# Auch ein Hallo aus Hessen



## Poker (13. Okt. 2007)

Hallo liebe Teichgemeinde,

endlich bin ich auch mal dazugekommen mich hier zu verewigen ich habe eben meine persöhnliche Galerie erstellt und da einige Bilder von dem Garten- und Teichbau, sowie vor den Fischen eingestellt.

Ich bin zwar schon etwas länger hier registriert, aber vor lauter Teichbauerei noch nicht dazu gekommen mich hier zu verewigen. Dafür habe ich hier immer mal bei Problemen nachschauen können und dabei auch so gut wie immer eine Lösung für das Problem finden können. Direkt fragen wollte ich bisher nicht weil ich die Lösung in anderen Beiträgen gefunden habe.

Bis auf einige Kleinigkeiten sollte unser Wassergarten nun auch fertig sein. Es muss nur noch ein wenig Ufergestaltung an dem oberen Teich betrieben werden. Von daher könnte ich deshalb auch etwas entspannt sein, weil das Großprojekt Garten so gut wie abgeschlossen ist.

Leider gibt es da aber noch ein kleines Problem mit Wasserverlust welches gelöst werden muss und ich bin da schon die ganze Zeit dabei das Leck zu suchen. Es zu finden stellt sich leider gar nicht als so einfach heraus. Es hat sich gut versteckt so scheint es. Aber es wird sicher noch aufgespürt werden, denn so wie es ist kann es nicht bleiben. (und wenn ich unsere Hunde darauf ansetzen muss aber das wasserverlust wird abgestellt). Andererseits gibt es so dann immer noch ne Frischwasserzufuhr für die Teichbewohner .

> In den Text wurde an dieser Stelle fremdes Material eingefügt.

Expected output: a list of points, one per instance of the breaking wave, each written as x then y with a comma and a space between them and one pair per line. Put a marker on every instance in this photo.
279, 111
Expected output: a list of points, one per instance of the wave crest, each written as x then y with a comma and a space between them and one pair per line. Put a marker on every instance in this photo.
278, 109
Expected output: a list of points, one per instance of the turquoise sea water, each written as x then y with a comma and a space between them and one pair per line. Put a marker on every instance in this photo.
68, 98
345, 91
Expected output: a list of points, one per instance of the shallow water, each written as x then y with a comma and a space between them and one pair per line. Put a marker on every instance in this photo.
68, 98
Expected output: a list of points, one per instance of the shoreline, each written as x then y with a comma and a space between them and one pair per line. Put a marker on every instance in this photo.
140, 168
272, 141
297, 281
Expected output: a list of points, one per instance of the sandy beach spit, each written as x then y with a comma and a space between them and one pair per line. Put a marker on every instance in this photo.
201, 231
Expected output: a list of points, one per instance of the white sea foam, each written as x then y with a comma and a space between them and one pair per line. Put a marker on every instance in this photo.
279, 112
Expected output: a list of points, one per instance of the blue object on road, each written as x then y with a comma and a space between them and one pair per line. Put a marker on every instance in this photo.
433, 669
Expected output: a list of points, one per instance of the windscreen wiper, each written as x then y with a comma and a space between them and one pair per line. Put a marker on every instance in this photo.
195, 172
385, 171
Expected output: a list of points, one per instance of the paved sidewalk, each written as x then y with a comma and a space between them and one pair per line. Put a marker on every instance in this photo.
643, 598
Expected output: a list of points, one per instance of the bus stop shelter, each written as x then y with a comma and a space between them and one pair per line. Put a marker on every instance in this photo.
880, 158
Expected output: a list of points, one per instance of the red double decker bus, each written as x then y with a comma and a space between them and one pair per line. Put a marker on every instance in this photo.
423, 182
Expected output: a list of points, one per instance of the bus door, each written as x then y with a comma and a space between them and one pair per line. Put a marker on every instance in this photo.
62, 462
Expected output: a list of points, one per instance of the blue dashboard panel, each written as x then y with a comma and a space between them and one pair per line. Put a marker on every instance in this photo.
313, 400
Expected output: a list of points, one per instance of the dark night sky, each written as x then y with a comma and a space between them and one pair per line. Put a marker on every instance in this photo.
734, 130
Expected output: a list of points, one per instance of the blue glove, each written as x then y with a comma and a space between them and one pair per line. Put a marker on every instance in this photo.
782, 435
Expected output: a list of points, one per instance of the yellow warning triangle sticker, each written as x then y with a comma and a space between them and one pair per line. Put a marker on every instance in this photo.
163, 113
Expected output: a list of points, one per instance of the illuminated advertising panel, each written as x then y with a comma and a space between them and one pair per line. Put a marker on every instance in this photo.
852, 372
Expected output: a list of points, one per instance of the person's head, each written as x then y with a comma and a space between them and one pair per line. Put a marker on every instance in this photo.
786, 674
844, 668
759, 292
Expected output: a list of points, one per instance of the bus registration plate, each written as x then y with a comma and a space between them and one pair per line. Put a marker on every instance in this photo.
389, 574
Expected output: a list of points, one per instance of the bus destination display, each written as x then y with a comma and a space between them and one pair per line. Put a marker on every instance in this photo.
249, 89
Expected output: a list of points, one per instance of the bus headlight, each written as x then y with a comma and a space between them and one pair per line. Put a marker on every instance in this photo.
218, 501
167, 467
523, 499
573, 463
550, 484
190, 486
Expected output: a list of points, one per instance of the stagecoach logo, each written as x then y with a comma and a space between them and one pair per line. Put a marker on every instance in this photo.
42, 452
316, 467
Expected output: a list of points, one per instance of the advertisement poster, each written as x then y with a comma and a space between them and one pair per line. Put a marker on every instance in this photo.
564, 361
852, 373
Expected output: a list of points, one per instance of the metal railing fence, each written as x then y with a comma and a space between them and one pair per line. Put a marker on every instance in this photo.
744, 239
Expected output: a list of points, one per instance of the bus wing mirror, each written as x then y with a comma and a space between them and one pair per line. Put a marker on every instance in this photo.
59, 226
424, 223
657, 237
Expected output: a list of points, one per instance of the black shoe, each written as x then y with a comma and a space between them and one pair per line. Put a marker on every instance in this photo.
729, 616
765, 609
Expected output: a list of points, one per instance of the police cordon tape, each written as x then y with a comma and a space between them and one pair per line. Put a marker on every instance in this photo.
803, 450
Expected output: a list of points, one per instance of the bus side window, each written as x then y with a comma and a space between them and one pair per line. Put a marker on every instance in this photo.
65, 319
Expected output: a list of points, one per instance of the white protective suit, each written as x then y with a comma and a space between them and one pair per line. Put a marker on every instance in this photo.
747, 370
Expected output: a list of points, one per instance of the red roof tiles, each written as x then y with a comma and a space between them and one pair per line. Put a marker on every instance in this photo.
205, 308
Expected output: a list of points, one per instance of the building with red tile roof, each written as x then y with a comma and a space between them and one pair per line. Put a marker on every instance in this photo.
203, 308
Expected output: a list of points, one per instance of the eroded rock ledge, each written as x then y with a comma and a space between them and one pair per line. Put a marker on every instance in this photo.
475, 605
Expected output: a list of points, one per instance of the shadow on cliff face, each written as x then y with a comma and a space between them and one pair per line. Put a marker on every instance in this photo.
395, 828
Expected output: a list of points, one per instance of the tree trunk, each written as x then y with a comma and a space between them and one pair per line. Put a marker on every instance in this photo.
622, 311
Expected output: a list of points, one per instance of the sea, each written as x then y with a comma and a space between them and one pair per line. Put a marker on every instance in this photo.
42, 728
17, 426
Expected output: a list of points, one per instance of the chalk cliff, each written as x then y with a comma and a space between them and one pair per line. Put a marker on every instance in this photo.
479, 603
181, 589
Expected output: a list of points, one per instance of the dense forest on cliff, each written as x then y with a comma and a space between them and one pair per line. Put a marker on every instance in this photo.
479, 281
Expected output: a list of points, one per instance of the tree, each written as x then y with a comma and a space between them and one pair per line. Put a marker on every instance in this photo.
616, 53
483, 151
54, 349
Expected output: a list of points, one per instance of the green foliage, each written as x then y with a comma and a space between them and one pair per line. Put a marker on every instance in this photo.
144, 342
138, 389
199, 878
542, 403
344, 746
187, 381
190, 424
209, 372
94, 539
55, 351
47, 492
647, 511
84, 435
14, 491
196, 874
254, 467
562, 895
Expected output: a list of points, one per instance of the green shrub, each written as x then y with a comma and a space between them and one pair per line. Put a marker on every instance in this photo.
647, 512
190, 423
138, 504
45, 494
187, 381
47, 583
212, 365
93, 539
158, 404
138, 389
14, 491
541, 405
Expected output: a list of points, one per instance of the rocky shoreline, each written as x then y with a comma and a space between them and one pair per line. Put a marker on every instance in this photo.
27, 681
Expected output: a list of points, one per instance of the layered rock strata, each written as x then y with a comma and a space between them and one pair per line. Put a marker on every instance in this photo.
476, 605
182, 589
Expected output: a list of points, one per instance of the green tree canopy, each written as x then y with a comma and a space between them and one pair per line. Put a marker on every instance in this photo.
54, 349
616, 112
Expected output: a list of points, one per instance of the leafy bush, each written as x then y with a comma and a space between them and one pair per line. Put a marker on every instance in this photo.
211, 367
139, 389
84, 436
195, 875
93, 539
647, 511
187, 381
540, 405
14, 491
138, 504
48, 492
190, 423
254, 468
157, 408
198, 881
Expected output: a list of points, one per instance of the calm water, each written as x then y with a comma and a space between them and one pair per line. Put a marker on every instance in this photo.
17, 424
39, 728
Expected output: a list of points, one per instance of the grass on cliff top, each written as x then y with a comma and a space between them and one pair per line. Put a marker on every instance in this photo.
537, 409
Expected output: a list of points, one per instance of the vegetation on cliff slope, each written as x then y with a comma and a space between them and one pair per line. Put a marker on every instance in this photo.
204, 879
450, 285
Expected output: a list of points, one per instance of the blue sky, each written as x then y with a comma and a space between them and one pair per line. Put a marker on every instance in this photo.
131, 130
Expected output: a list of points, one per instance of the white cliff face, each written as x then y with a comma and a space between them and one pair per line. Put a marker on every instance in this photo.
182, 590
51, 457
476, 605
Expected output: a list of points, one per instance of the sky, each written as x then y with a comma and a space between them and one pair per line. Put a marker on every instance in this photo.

Die undichte Stelle muss irgendwo in dem Bachlauf zwischen den beiden Teichen liegen aber das muss nochmal genau geprüft werden. Die einzelnen Teiche verlieren kein Wasser, wenn ich die Pumpe nicht laufen lasse und das Wasser aus dem unteren Teich über den Filter in den oberen Teich pumpe. Nur sobald die Pumpe läuft geht das Wasser dahin. Ich hatte heute auch schon mal eine Stelle gefunden wo es weggelaufen ist und dachte ich hätte das Problem gelöst, musste aber leider feststellen das noch weiterhin das Wasser seinen eigenen Weg geht. Da hilft dann nur weitersuchen denke ich.

So eines muss ich jetzt noch loswerden.

Ich froh bin das ich dieses Forum entdeckt habe, da ich hier bis jetzt sehr viel Hilfe und Ideen gefunden habe und ich denke das das auch in Zukunft sicher noch ein Ort für viele Anregungen Ideen etc sein wird. Deshalb mal ein Lob an die Moderatoren und Mitglieder hier, die jederzeit bereit sind Hilfe zu leisten (was ich bisher so gelesen habe).

Bilder möchte ich jetzt in diesen Post erstmal nicht mehr reinfriemeln habe eben schon lange genug an der persöhnlichen Galerie rumgebastelt und bin nun doch etwas müde. Die Nacht war lang würde ich sagen und ich muss mich später auch wieder auf Lecksuche begeben. Und die Bilder sollten ja in der persönlichen Galerie zu finden sein (hab sie ja schliesslich da hochgeladen hoffe ich doch )


Also dann nochmal ein großes Lob an die Gemeinde hier 

und viele Grüße aus dem Hessenlande

Roland


----------



## Chrisinger (13. Okt. 2007)

*AW: Auch ein Hallo aus Hessen*

Morgen Roland,

Schön dich hier Willkommen zu heisen,und dann auch noch ich,der noch so ein "Gehessischer" ist. 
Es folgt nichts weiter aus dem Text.